Vietnam contained Covid last year, giving its people a false sense that the country had dodged the pandemic. But the delta variant struck hard in the spring, bringing the harsh realities of the virus that much of the world had experienced a year earlier. Cases and deaths surged, including more than 15,000 in Ho Chi Minh City over the summer.
That prompted authorities to impose severe restrictions, such as bans on shopping for food and curfews. Factories were instructed to establish on-site accommodations — essentially forcing employees who want to work to live in tents — or temporarily shut down. This left many workers who remained with no paychecks for months, dwindling savings and reliant on government food packages delivered by soldiers.
The experience traumatized many migrant workers, said Vu Tu Thanh, Vietnam chief representative of the U.S.-ASEAN Business Council.
Instead of isolating themselves at makeshift factory lodging, or staying in the area without paychecks, many workers returned to their home provinces. The lifting of some restrictions in Ho Chi Minh City and surrounding provinces earlier this month only further motivated those who hadn’t yet left to do so.
Adding to the fear is that Vietnam has one of the lowest vaccination rates in Southeast Asia. About 14% of its 98 million people are fully vaccinated. The American Apparel and Footwear Association has lobbied the Biden administration to donate more vaccines to the country.
Out of desperation, local authorities have been sending text messages to workers to convince them to return. They’re also chartering buses to bring them back from their home provinces.
Tran Thi Hoa, a 31-year-old mother of two, has so far ignored these pleas. She has no immediate plans to return to her job in Ho Chi Minh City, where she made about $350 a month stitching clothing.

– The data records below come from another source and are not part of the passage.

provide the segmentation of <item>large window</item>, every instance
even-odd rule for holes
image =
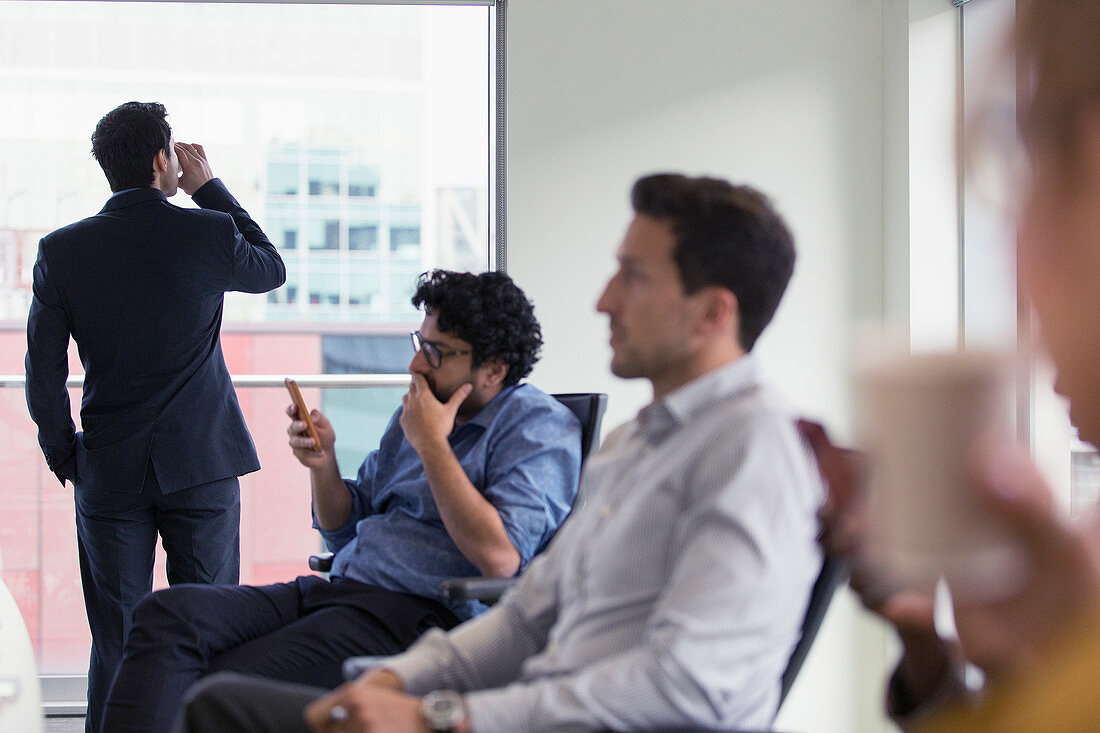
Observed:
[[[404,373],[416,275],[493,264],[488,4],[0,3],[0,374],[23,371],[37,240],[110,195],[89,138],[131,99],[163,102],[176,139],[205,145],[286,262],[278,291],[227,296],[234,378]],[[16,382],[0,390],[3,579],[40,671],[80,674],[72,489],[45,470]],[[263,464],[242,480],[242,582],[286,580],[319,546],[307,474],[286,448],[285,393],[238,392]],[[305,392],[351,475],[402,390]]]

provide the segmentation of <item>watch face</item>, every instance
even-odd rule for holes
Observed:
[[[424,696],[420,711],[432,731],[451,731],[465,716],[462,696],[453,690],[436,690]]]

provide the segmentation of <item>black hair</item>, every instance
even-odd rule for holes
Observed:
[[[685,293],[716,285],[737,296],[738,341],[751,351],[794,272],[794,240],[768,197],[721,178],[659,173],[639,178],[630,201],[671,222]]]
[[[112,192],[153,184],[157,152],[172,156],[172,128],[160,102],[125,102],[105,114],[91,133],[91,155]]]
[[[490,359],[507,365],[505,386],[530,374],[539,360],[542,330],[535,306],[504,273],[422,273],[413,305],[435,315],[439,330],[469,343],[474,366]]]

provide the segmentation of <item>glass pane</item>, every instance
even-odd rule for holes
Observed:
[[[278,291],[227,296],[230,371],[403,373],[419,322],[416,275],[488,264],[490,12],[0,3],[0,373],[23,371],[37,240],[102,207],[110,192],[89,139],[131,99],[163,102],[176,138],[204,144],[287,265]],[[173,203],[193,206],[182,192]],[[69,361],[79,373],[75,348]],[[402,392],[304,390],[337,426],[345,475],[377,445]],[[238,394],[263,466],[241,481],[241,578],[287,580],[319,547],[308,475],[286,447],[285,391]],[[72,392],[74,405],[79,397]],[[72,488],[46,471],[22,390],[0,390],[0,417],[3,579],[40,670],[82,672]],[[156,578],[163,584],[163,568]]]

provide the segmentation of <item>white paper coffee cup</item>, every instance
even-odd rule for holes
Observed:
[[[1011,593],[1023,555],[971,485],[982,446],[1012,440],[1012,361],[991,352],[926,353],[864,371],[868,555],[898,582],[958,598]]]

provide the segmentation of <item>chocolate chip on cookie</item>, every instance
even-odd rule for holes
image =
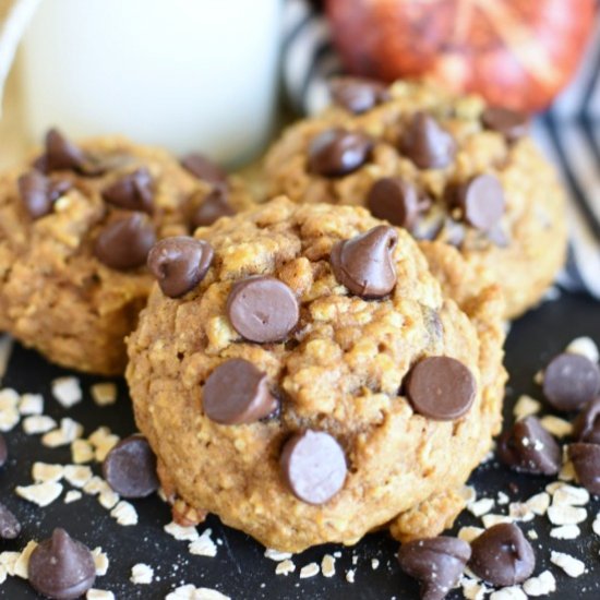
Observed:
[[[202,393],[206,417],[224,425],[253,423],[277,410],[266,373],[243,359],[219,364],[208,376]]]
[[[600,446],[569,444],[568,458],[573,463],[577,481],[593,495],[600,495]]]
[[[103,197],[127,211],[151,213],[154,200],[152,175],[144,167],[136,169],[105,188]]]
[[[55,529],[52,537],[32,552],[27,572],[29,584],[39,593],[57,600],[80,598],[96,579],[92,552],[64,529]]]
[[[360,115],[389,99],[387,87],[365,77],[336,77],[329,83],[332,99],[346,110]]]
[[[458,538],[440,536],[403,543],[400,568],[421,583],[421,598],[442,600],[456,586],[471,549]]]
[[[0,538],[14,540],[21,533],[19,519],[0,502]]]
[[[412,117],[401,135],[399,148],[420,169],[443,169],[456,154],[453,136],[425,112]]]
[[[293,495],[308,504],[324,504],[337,494],[348,470],[337,440],[325,431],[310,429],[286,442],[279,464]]]
[[[460,361],[451,357],[428,357],[409,372],[406,393],[419,415],[436,421],[463,417],[471,407],[477,384]]]
[[[245,339],[259,344],[279,341],[298,323],[298,300],[279,279],[254,275],[233,285],[227,299],[227,315]]]
[[[106,455],[103,475],[123,497],[146,497],[158,490],[156,456],[142,435],[121,440]]]
[[[481,115],[481,121],[485,128],[502,133],[508,142],[517,141],[529,131],[529,117],[507,108],[488,107]]]
[[[577,410],[599,392],[600,369],[581,355],[559,355],[543,372],[543,394],[557,410]]]
[[[464,220],[482,231],[500,221],[506,205],[502,184],[493,175],[478,175],[459,185],[456,202]]]
[[[227,173],[202,154],[188,154],[181,159],[181,166],[202,181],[213,185],[227,185]]]
[[[373,141],[360,131],[328,129],[309,146],[309,169],[324,177],[341,177],[362,167],[372,148]]]
[[[600,398],[589,403],[573,423],[573,435],[578,442],[600,444]]]
[[[374,217],[410,229],[419,214],[427,209],[431,203],[419,199],[412,183],[400,177],[384,177],[371,187],[367,196],[367,205]]]
[[[148,253],[148,268],[169,298],[179,298],[195,288],[213,262],[208,242],[185,236],[165,238]]]
[[[133,213],[106,225],[94,252],[105,265],[124,271],[145,264],[155,242],[156,232],[147,215]]]
[[[206,227],[220,217],[230,217],[235,214],[236,209],[229,204],[226,190],[215,188],[192,214],[192,227]]]
[[[517,471],[556,475],[561,470],[561,446],[536,417],[517,421],[497,443],[502,463]]]
[[[387,296],[396,285],[393,253],[397,243],[397,231],[387,225],[337,242],[331,254],[335,278],[362,298]]]
[[[523,531],[512,523],[490,527],[471,542],[470,569],[494,586],[525,581],[536,568],[536,554]]]

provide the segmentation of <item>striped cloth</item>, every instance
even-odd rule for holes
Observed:
[[[567,1],[567,0],[565,0]],[[327,80],[343,73],[328,24],[308,0],[288,0],[284,23],[284,87],[299,115],[328,103]],[[559,283],[600,298],[600,0],[596,27],[572,84],[536,119],[533,135],[557,166],[569,193],[571,244]]]

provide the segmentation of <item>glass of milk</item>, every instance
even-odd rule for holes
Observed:
[[[122,133],[240,164],[274,123],[281,0],[41,0],[23,41],[29,132]]]

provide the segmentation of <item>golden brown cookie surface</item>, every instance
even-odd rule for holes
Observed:
[[[196,238],[214,250],[203,279],[177,298],[155,286],[128,343],[137,424],[169,493],[280,550],[392,521],[397,537],[437,533],[500,428],[499,290],[362,208],[278,199]],[[425,417],[422,385],[405,389],[433,357]]]

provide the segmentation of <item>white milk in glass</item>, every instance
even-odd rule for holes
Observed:
[[[23,44],[31,133],[248,159],[274,121],[280,16],[280,0],[43,0]]]

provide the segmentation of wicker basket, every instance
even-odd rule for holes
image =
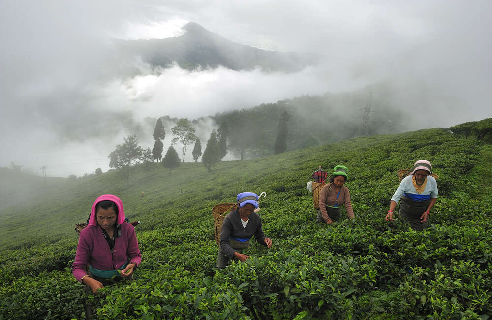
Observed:
[[[130,224],[133,226],[133,227],[137,226],[138,224],[140,223],[140,220],[135,220],[133,222],[130,222]],[[80,222],[75,224],[75,231],[79,235],[80,235],[80,232],[84,230],[84,228],[89,225],[86,222]]]
[[[403,178],[404,178],[409,172],[410,172],[409,169],[402,169],[401,170],[399,170],[397,171],[397,174],[398,175],[398,180],[401,182],[401,180],[403,180]],[[432,176],[433,177],[434,179],[435,180],[437,180],[439,178],[439,176],[437,174],[432,173],[431,175],[432,175]]]
[[[318,210],[319,209],[319,194],[321,193],[321,189],[324,186],[325,184],[320,182],[313,182],[312,187],[312,201],[314,202],[314,209]]]
[[[224,222],[225,216],[229,211],[234,210],[237,203],[219,203],[212,208],[212,216],[214,217],[214,235],[215,236],[217,245],[220,245],[220,231],[222,224]]]
[[[80,231],[84,229],[84,228],[87,226],[87,223],[84,222],[79,223],[75,224],[75,231],[77,233],[80,234]]]

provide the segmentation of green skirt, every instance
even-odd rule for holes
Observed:
[[[429,218],[425,222],[420,222],[420,217],[424,212],[427,210],[430,200],[416,201],[406,196],[401,197],[398,214],[404,220],[408,222],[410,226],[415,231],[423,231],[429,225]]]

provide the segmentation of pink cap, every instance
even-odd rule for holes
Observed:
[[[413,164],[409,175],[413,175],[417,170],[425,170],[429,174],[432,173],[432,164],[427,160],[419,160]]]

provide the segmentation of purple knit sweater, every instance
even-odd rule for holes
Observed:
[[[78,281],[87,274],[86,264],[99,270],[117,270],[127,260],[137,266],[141,261],[140,250],[133,226],[126,222],[122,224],[122,235],[115,239],[113,254],[99,226],[89,225],[80,232],[77,246],[75,261],[72,274]]]

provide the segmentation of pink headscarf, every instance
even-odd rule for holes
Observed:
[[[413,164],[413,167],[410,170],[408,175],[412,175],[417,170],[425,170],[429,173],[432,173],[432,165],[430,162],[426,160],[419,160]]]
[[[91,217],[89,218],[89,225],[97,225],[97,219],[95,217],[95,206],[105,200],[112,201],[116,204],[116,207],[118,208],[118,221],[117,223],[121,224],[124,222],[124,211],[123,211],[123,202],[121,199],[116,195],[104,194],[96,199],[92,204],[92,209],[91,209]]]

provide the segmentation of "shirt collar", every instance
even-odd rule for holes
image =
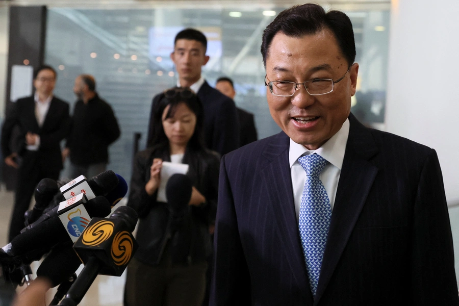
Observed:
[[[35,100],[35,102],[40,102],[40,100],[38,99],[38,93],[36,91],[35,92],[35,94],[34,95],[34,99]],[[51,102],[51,100],[53,99],[53,95],[49,95],[49,96],[44,101],[41,101],[41,102],[43,103],[44,104],[48,104],[50,102]]]
[[[194,91],[195,93],[197,93],[197,92],[199,91],[199,89],[201,88],[201,86],[204,84],[205,81],[205,80],[204,80],[204,78],[201,75],[201,77],[195,83],[190,86],[190,89]],[[177,80],[177,87],[182,87],[180,86],[180,80]]]
[[[341,170],[346,144],[349,137],[349,119],[346,119],[338,132],[317,150],[308,150],[302,145],[296,143],[290,139],[289,150],[289,161],[290,168],[302,155],[317,153],[330,164]]]

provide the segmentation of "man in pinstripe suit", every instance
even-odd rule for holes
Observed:
[[[349,18],[293,7],[261,49],[283,132],[222,159],[210,304],[459,305],[437,154],[350,113],[359,65]],[[332,210],[313,288],[298,159],[314,154],[326,163],[319,178]]]

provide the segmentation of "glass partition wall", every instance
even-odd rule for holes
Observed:
[[[58,69],[55,93],[73,104],[75,78],[83,73],[94,75],[97,90],[113,108],[122,132],[110,147],[109,168],[128,181],[134,133],[141,134],[140,148],[145,147],[152,97],[176,84],[169,55],[175,35],[185,28],[196,28],[207,36],[210,60],[203,74],[210,85],[222,75],[234,80],[236,104],[254,114],[260,138],[280,131],[266,102],[260,46],[264,28],[288,6],[205,9],[190,2],[178,8],[171,4],[142,9],[52,7],[48,11],[45,62]],[[354,26],[356,61],[361,65],[353,111],[367,123],[381,124],[389,5],[377,10],[359,10],[357,6],[345,10]]]

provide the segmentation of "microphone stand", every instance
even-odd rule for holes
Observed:
[[[54,306],[57,305],[60,301],[64,296],[67,294],[67,291],[73,284],[73,282],[76,279],[76,273],[73,273],[68,279],[65,282],[63,282],[59,287],[58,287],[57,292],[54,295],[54,297],[51,302],[49,303],[49,306]]]
[[[80,276],[84,277],[76,278],[59,304],[60,306],[76,306],[80,303],[100,270],[98,261],[95,257],[89,258],[80,274]]]

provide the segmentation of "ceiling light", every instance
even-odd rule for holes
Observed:
[[[231,17],[241,17],[242,13],[240,12],[230,12],[229,15]]]

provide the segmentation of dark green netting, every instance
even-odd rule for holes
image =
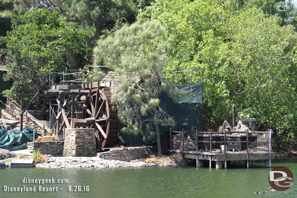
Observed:
[[[25,128],[23,131],[13,131],[7,132],[5,129],[0,129],[0,149],[10,151],[26,149],[27,143],[33,142],[34,132],[31,128]],[[35,132],[35,139],[41,134]]]
[[[185,131],[195,132],[198,129],[198,131],[202,131],[203,114],[203,84],[186,84],[168,86],[169,88],[171,87],[177,88],[180,92],[185,92],[183,94],[184,96],[179,98],[177,102],[174,102],[165,93],[159,97],[161,101],[159,104],[160,107],[173,117],[176,122],[176,125],[172,130],[182,131],[183,129]],[[169,135],[169,127],[160,125],[159,128],[161,140]],[[150,132],[156,133],[156,129],[153,125]],[[148,145],[157,141],[156,135],[154,139],[146,142],[143,140],[143,136],[141,135],[135,137],[124,134],[120,131],[119,136],[122,142],[135,146]]]

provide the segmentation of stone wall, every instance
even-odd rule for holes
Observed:
[[[105,159],[130,161],[146,158],[148,153],[147,147],[119,147],[111,148],[109,151],[98,153],[97,156]]]
[[[64,156],[93,157],[97,155],[95,129],[65,128]]]
[[[28,142],[28,149],[39,149],[41,153],[54,157],[63,156],[64,142]]]

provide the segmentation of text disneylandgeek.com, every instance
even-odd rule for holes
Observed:
[[[30,187],[24,185],[21,187],[15,187],[4,186],[3,187],[4,192],[54,192],[59,190],[64,190],[63,189],[58,188],[58,186],[53,187],[44,187],[40,184],[45,183],[68,183],[68,179],[56,179],[53,178],[50,179],[28,179],[24,178],[22,180],[23,183],[36,184],[38,185]],[[68,191],[80,192],[89,191],[88,186],[68,186],[66,190]]]

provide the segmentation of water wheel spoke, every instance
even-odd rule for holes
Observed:
[[[95,120],[95,122],[100,122],[101,121],[104,121],[105,120],[107,120],[108,119],[108,118],[101,118],[99,119],[97,119],[97,120]]]
[[[98,105],[99,104],[99,100],[100,97],[100,96],[99,95],[99,89],[97,89],[97,91],[96,91],[96,100],[95,101],[95,102],[94,112],[97,112],[98,110]],[[95,113],[93,114],[95,115]],[[95,117],[94,116],[94,118]]]
[[[92,95],[91,91],[90,91],[90,101],[91,103],[91,109],[92,110],[92,115],[94,117],[95,115],[95,105],[94,104],[94,101],[93,99],[93,96]]]
[[[104,131],[103,130],[102,128],[101,128],[101,126],[99,125],[99,124],[95,122],[95,124],[96,125],[96,126],[98,127],[98,129],[100,131],[100,132],[101,133],[101,134],[102,134],[102,135],[104,137],[104,138],[106,139],[107,138],[107,136],[106,136],[106,134],[105,134],[105,132],[104,132]]]
[[[93,114],[92,114],[92,113],[91,112],[91,111],[89,109],[89,108],[88,108],[88,107],[87,106],[87,105],[86,105],[84,104],[83,104],[83,106],[84,107],[85,107],[85,109],[87,113],[88,113],[88,114],[89,114],[89,115],[90,116],[90,117],[92,117]]]
[[[99,108],[99,110],[97,112],[97,114],[96,114],[96,116],[95,116],[95,119],[97,119],[98,118],[98,116],[99,116],[99,115],[100,113],[100,112],[101,112],[101,110],[102,110],[102,108],[103,108],[103,106],[106,103],[106,100],[104,99],[103,100],[103,102],[102,102],[102,103],[101,104],[101,106],[100,106],[100,108]]]

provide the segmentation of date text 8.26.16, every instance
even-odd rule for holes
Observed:
[[[82,191],[89,191],[88,186],[68,186],[68,191],[81,192]]]

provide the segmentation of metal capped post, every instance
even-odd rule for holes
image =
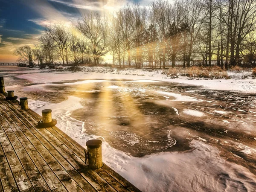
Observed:
[[[92,140],[87,141],[87,153],[85,153],[85,163],[88,160],[89,168],[92,169],[99,169],[103,166],[102,144],[102,142],[99,140]]]
[[[29,108],[27,97],[20,97],[20,102],[21,109],[28,109]]]
[[[42,111],[43,120],[38,122],[38,127],[41,128],[50,127],[57,124],[57,120],[52,118],[52,110],[44,109]]]
[[[3,77],[0,77],[0,93],[5,93]]]

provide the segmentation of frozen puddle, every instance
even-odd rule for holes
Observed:
[[[204,116],[204,113],[197,111],[192,110],[192,109],[186,109],[183,111],[183,113],[191,116],[195,116],[198,117],[201,117]]]
[[[15,92],[26,93],[38,114],[52,109],[57,126],[84,147],[102,140],[104,163],[143,191],[256,191],[255,96],[37,75],[31,80],[46,83],[21,79]]]

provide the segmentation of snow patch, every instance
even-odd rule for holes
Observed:
[[[183,111],[183,113],[187,115],[191,115],[192,116],[195,116],[198,117],[203,116],[204,114],[200,111],[193,110],[192,109],[186,109]]]

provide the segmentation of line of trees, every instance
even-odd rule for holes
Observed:
[[[120,67],[152,68],[192,63],[211,66],[256,60],[255,0],[156,0],[149,6],[128,4],[108,15],[91,12],[73,23],[45,27],[35,49],[15,55],[39,64],[92,64],[111,55]],[[22,50],[26,50],[23,52]]]

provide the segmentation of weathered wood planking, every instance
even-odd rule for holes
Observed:
[[[140,191],[104,164],[93,170],[84,148],[42,117],[0,94],[0,192]]]

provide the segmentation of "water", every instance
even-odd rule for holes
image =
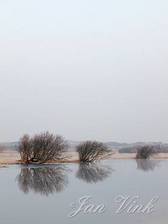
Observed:
[[[92,166],[10,166],[0,169],[2,224],[166,224],[168,219],[168,161],[111,160]],[[116,214],[119,195],[139,196],[138,204],[158,197],[152,214]],[[104,204],[103,213],[69,217],[81,197]],[[75,203],[75,204],[73,204]],[[73,204],[73,207],[72,207]],[[74,205],[76,209],[74,210]]]

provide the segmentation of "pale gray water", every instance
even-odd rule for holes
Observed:
[[[115,160],[94,166],[11,166],[0,169],[0,223],[143,223],[168,220],[168,161]],[[71,204],[90,195],[104,204],[103,214],[78,214],[70,218]],[[118,195],[140,197],[147,203],[159,197],[152,214],[115,214]]]

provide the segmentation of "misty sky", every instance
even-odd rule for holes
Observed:
[[[168,141],[167,0],[1,0],[0,141]]]

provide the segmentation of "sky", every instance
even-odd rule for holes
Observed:
[[[1,0],[0,142],[168,142],[167,0]]]

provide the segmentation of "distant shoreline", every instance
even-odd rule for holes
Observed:
[[[45,164],[57,164],[57,163],[79,163],[79,157],[77,152],[67,152],[66,158],[58,161],[49,161]],[[118,153],[114,152],[109,156],[108,160],[130,160],[135,159],[135,153]],[[168,160],[168,153],[158,153],[151,157],[154,160]],[[20,161],[20,155],[17,151],[3,151],[0,152],[0,166],[4,165],[17,165],[22,164]]]

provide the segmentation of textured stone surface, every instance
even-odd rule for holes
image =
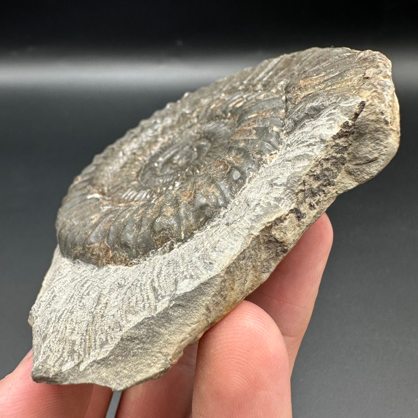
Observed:
[[[378,52],[314,48],[169,104],[76,177],[31,311],[37,382],[163,374],[396,152]]]

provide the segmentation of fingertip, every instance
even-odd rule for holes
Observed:
[[[242,302],[201,339],[193,410],[202,417],[290,416],[286,346],[260,308]]]
[[[31,350],[16,369],[0,381],[0,418],[84,417],[93,385],[36,383],[31,375],[33,363]]]

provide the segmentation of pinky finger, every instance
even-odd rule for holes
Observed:
[[[193,418],[292,416],[286,346],[261,308],[244,301],[199,342]]]

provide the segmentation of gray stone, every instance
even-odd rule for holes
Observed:
[[[268,60],[142,121],[64,199],[29,317],[33,380],[120,390],[163,374],[399,135],[390,61],[347,48]]]

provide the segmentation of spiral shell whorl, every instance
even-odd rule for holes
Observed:
[[[227,206],[280,149],[284,92],[253,70],[186,94],[96,155],[59,212],[61,252],[130,265],[169,251]]]

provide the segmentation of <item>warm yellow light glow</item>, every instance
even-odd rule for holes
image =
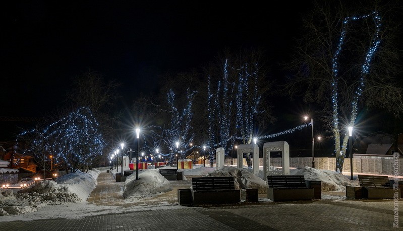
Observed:
[[[137,139],[140,138],[140,128],[138,127],[136,128],[136,138]]]

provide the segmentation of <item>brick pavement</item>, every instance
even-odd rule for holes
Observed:
[[[102,180],[102,178],[104,179]],[[111,182],[111,181],[112,181]],[[103,183],[105,184],[103,184]],[[174,182],[172,182],[174,183]],[[119,204],[123,200],[109,174],[101,174],[98,187],[88,199],[94,204]],[[178,182],[180,187],[186,182]],[[119,189],[116,186],[119,188]],[[98,188],[97,187],[97,188]],[[184,187],[185,188],[186,187]],[[174,190],[173,190],[174,191]],[[114,192],[114,193],[113,192]],[[171,193],[175,193],[171,192]],[[163,195],[163,194],[162,194]],[[151,201],[149,202],[151,203]],[[127,204],[125,204],[127,205]],[[80,219],[47,219],[0,222],[2,230],[390,230],[393,229],[392,200],[319,200],[273,202],[261,201],[233,205],[188,207],[178,205]],[[399,202],[403,215],[403,201]],[[403,227],[402,219],[399,226]],[[400,228],[399,229],[403,230]]]

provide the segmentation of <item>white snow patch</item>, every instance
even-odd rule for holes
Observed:
[[[38,181],[31,188],[14,193],[11,189],[0,190],[0,216],[21,214],[38,211],[46,205],[85,203],[96,185],[100,172],[78,171],[57,179]]]
[[[241,169],[231,166],[223,166],[220,169],[211,172],[207,177],[234,177],[235,189],[258,189],[259,193],[267,192],[267,182],[260,177],[255,176],[247,169]]]
[[[346,192],[347,185],[360,185],[357,180],[351,180],[347,176],[330,170],[319,170],[306,167],[295,175],[303,175],[306,180],[322,182],[322,191]]]
[[[96,179],[99,170],[88,170],[83,173],[78,170],[75,173],[66,174],[56,179],[58,184],[67,187],[70,192],[74,192],[83,201],[86,201],[91,192],[97,185]]]

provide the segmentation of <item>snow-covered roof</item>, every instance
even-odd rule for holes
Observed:
[[[23,168],[22,167],[19,167],[18,168],[17,168],[17,169],[23,169],[23,170],[25,170],[27,172],[31,172],[32,173],[36,173],[36,172],[35,172],[34,171],[32,171],[32,170],[31,170],[30,169],[26,169],[26,168]]]
[[[362,142],[367,143],[393,143],[393,136],[390,134],[379,132],[364,137]]]
[[[367,148],[366,154],[384,155],[387,153],[391,146],[391,143],[370,143]]]
[[[0,168],[0,174],[5,173],[18,173],[18,170],[15,169],[5,169]]]

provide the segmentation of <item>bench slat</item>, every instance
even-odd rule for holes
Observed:
[[[387,176],[358,175],[361,187],[390,187]]]
[[[270,188],[306,188],[305,178],[303,175],[267,176]]]
[[[234,177],[194,177],[192,179],[194,191],[233,190]]]

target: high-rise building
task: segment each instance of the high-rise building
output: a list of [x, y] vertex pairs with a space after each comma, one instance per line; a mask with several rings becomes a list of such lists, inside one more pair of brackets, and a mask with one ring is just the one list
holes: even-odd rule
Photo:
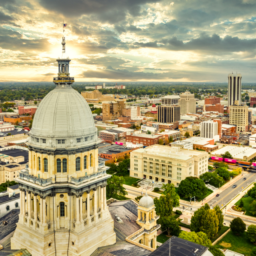
[[100, 140], [90, 108], [70, 86], [74, 81], [65, 44], [63, 37], [56, 88], [35, 114], [28, 170], [14, 178], [20, 212], [11, 248], [26, 248], [33, 256], [90, 255], [116, 242], [106, 201], [111, 176], [98, 161]]
[[248, 106], [241, 106], [238, 100], [235, 100], [234, 104], [230, 106], [229, 124], [236, 124], [238, 132], [248, 130]]
[[228, 98], [228, 106], [234, 105], [235, 100], [238, 101], [238, 105], [241, 104], [241, 86], [242, 75], [240, 74], [229, 74]]
[[167, 95], [160, 98], [162, 105], [178, 105], [180, 96], [178, 95]]
[[194, 94], [187, 91], [180, 95], [179, 105], [180, 106], [180, 114], [186, 115], [188, 113], [196, 113], [196, 99]]
[[[125, 108], [123, 100], [104, 102], [102, 103], [102, 121], [117, 119]], [[121, 114], [120, 114], [121, 113]]]
[[158, 105], [157, 106], [157, 122], [173, 123], [180, 120], [180, 106]]
[[212, 120], [200, 123], [200, 136], [202, 138], [213, 139], [218, 135], [218, 124]]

“I can’t bring my family back to the city now, as it’s still too risky,” Hoa said from Vinh Long, a province in the Mekong Delta where she now lives with her children and husband, an out-of-work motorbike taxi driver. “As the woman of the house, I’ve got to think of my family first.”
With restrictions easing at the beginning of the month, production is increasing at some factories. Pouyuen Vietnam, a unit of Taiwan’s Pou Chen Corp., the world’s largest athletic shoe manufacturer, resumed production on Oct. 6 with no more than 30% of its workers, according to Vietnamese news website Zing. More than 40,000 workers have not returned, and the company may fail to reach its goal to operate at full capacity by mid-November.
There are signs that the situation may be improving, however. Industrial parks and export processing zones in Ho Chi Minh City reported that about 57% of workers had returned as of Oct. 6, up from 24% before the relaxing of restrictions, according to the city’s media center.
Though the pandemic is starting to ease — daily new cases this month have fallen to about 5,000 on average from 10,800 in September — the country needs to continue accelerating its vaccination program. The government has said that it hopes to fully vaccinate 70% of adults by the end of March.
For now, even the offer of free meals at work and a pay bump isn’t enough to entice Hoa back to work.
“I feel sorry if someone in the U.S. can’t get her husband or her kids some new clothes for Christmas,” Hoa said. “But I can’t leave my family here either.”